Wer die Bände der Reihe nicht in einem Rutsch liest, sondern sie nach und nach im Tempo ihres Erscheines gelesen hat, der wird gerade am Anfang des 4. Bandes etwas brauchen, um wieder in die Geschichte hinein zu finden. Die Vorgängerbände zu kennen, ist an dieser Stelle der Geschichte definitiv zwingend erforderlich. Lauter Fakten und Informationen strömen auf den Leser ein, sodass ich das ein oder andere doppelt lesen musste, um zu verstehen, was diese neue Information eigentlich für die Geschichte bedeutet und wie ich sie einzuordnen habe. Hat man diesen - doch tatsächlich - anspruchsvollen Teil überstanden, nimmt die Spannungskurve rapide zu. Hier geben sich die spannenden Momente, in denen ich mit Ophelia mitgefiebert oder mitgezittert habe, die Klinke. Wird ein Rätsel entschlüsselt, kommen zwei neue dazu. Auf den etwa letzten 100 Seiten habe ich es dann vor Spannung fast nicht mehr ausgehalten. Das Buch hat ungeahnte Wendungen angenommen und es gab mindestens eine Szene, nach der ich das Buch erst einmal zur Seite legen und das Gelesene verdauen musste.

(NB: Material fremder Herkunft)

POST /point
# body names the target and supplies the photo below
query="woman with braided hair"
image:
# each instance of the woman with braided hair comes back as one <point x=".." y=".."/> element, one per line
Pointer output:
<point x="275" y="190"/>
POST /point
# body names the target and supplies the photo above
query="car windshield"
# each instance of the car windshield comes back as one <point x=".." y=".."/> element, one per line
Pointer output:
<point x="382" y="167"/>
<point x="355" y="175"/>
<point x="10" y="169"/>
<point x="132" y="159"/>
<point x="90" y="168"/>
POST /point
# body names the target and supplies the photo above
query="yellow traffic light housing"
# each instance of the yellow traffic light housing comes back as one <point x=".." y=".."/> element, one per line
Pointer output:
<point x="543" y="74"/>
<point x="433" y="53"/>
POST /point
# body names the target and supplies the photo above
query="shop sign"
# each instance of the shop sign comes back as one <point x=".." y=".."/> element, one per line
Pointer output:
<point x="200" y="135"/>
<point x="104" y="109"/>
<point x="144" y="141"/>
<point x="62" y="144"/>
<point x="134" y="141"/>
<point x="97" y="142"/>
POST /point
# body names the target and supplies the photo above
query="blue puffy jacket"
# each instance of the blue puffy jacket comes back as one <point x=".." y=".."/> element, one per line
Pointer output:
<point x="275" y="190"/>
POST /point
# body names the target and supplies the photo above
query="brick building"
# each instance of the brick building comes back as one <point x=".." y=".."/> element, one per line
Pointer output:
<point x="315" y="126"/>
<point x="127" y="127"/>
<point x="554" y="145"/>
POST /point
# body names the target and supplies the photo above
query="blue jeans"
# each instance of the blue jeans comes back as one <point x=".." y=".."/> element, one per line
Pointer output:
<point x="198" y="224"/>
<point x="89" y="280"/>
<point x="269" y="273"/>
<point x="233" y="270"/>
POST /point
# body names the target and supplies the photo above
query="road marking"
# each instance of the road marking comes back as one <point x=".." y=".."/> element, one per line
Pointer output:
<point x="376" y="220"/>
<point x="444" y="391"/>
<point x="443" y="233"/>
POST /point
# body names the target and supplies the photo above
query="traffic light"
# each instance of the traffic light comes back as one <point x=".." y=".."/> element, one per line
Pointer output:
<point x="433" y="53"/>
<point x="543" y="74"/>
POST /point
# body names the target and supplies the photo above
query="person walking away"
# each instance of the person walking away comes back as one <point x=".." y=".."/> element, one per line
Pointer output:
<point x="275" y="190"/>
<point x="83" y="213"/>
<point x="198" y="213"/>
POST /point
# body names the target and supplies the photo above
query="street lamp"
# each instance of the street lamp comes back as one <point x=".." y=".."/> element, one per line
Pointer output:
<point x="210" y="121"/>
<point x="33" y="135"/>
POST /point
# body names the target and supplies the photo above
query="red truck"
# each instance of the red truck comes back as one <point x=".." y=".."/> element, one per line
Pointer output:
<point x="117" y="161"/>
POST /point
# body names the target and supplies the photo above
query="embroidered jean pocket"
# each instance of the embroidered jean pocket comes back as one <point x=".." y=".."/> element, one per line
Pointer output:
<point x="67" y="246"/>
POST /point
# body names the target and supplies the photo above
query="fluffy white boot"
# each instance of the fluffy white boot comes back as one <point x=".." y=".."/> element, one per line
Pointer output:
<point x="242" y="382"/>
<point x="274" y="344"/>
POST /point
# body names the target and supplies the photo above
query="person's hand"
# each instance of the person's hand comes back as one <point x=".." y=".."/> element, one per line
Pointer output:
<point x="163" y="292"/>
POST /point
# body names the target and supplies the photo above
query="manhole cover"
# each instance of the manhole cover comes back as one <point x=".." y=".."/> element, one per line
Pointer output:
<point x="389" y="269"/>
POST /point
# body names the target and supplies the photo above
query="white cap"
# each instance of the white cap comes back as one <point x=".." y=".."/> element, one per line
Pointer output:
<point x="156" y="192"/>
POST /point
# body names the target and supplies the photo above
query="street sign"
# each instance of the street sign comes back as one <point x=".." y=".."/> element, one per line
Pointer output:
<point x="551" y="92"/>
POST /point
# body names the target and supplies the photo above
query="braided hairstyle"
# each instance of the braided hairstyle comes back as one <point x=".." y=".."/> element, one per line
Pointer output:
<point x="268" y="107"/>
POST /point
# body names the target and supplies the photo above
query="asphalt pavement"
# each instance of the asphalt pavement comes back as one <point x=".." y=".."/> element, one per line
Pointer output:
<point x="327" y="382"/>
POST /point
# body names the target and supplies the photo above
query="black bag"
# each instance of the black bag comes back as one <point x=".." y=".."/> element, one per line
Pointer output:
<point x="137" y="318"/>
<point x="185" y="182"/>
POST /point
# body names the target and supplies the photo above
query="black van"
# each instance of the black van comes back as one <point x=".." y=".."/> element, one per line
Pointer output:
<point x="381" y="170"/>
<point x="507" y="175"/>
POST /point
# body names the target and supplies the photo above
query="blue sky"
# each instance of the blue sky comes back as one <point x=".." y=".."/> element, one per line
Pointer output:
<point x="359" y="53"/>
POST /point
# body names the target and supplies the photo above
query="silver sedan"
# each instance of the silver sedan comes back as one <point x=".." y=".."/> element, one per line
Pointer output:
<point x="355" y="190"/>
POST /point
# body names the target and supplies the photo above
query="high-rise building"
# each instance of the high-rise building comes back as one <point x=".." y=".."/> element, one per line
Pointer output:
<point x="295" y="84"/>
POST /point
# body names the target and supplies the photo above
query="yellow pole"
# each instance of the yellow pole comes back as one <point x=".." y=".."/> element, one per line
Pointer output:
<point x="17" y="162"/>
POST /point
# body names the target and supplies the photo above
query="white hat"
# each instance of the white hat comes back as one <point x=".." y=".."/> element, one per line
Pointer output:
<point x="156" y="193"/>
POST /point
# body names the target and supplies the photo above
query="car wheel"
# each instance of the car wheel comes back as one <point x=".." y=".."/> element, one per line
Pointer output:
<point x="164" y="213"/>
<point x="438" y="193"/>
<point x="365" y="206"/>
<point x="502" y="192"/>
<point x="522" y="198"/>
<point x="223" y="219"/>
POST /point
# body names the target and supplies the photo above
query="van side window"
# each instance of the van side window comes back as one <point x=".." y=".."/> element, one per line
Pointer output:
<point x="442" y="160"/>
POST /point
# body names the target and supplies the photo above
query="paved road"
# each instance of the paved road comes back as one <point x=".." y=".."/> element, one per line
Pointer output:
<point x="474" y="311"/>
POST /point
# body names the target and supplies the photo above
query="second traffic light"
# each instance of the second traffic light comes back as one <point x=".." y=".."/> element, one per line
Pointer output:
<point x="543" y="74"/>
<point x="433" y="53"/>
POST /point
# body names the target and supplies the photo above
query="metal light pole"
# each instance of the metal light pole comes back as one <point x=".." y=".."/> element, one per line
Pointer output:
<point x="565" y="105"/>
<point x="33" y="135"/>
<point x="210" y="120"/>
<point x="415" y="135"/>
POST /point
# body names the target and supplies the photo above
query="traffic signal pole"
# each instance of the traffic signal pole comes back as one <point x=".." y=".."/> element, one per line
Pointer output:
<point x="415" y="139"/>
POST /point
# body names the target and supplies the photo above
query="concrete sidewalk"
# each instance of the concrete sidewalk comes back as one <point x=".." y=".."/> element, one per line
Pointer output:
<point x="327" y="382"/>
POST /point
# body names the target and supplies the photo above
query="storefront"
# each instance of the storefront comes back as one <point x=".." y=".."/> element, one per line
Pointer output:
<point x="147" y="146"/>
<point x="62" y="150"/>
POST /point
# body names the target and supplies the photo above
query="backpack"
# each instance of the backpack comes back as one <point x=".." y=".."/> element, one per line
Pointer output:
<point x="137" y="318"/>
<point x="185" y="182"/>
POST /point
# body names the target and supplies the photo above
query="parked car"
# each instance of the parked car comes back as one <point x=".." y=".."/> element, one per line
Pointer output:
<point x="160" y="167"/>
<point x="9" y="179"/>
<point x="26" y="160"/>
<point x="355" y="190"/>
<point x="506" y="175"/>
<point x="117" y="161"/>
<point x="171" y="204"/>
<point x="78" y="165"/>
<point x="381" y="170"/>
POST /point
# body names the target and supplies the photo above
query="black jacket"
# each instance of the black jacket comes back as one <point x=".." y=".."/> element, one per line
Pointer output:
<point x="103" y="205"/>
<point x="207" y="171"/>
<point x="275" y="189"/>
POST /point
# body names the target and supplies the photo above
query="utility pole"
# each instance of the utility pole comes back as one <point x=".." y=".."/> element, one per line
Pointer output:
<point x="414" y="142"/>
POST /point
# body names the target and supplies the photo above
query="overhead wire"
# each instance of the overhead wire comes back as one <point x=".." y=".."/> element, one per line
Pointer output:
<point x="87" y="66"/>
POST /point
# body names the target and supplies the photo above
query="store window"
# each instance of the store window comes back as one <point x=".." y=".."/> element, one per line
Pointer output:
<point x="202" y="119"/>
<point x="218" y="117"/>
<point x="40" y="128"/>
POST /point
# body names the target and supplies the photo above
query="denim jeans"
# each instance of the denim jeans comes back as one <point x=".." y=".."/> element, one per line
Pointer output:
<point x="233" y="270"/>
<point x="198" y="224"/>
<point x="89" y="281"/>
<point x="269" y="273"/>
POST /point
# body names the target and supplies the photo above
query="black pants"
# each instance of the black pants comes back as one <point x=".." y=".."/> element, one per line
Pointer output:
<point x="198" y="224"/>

 Besonders beeindruckend ist allerdings das Ende. Es ist ganz anders als ich es erwartet - oder eher: mir erträumt hätte. Aber es ist gut so wie es ist. Es ist wie ich finde alles andere als typisch für das Genre, es bedient sich keiner Klischees und ob es nun ein Happyend ist oder nicht, kommt vielleicht ein wenig auf die Perspektive an. Aber es ist ein würdiger und vor allem sehr passender Abschluss, mit dem Christelle Dabos ein weiteres mal beweist, was für eine gute Autorin sie ist und vor allem wie besonders ihre Geschichte um die Spiegelreisende Ophelia ist.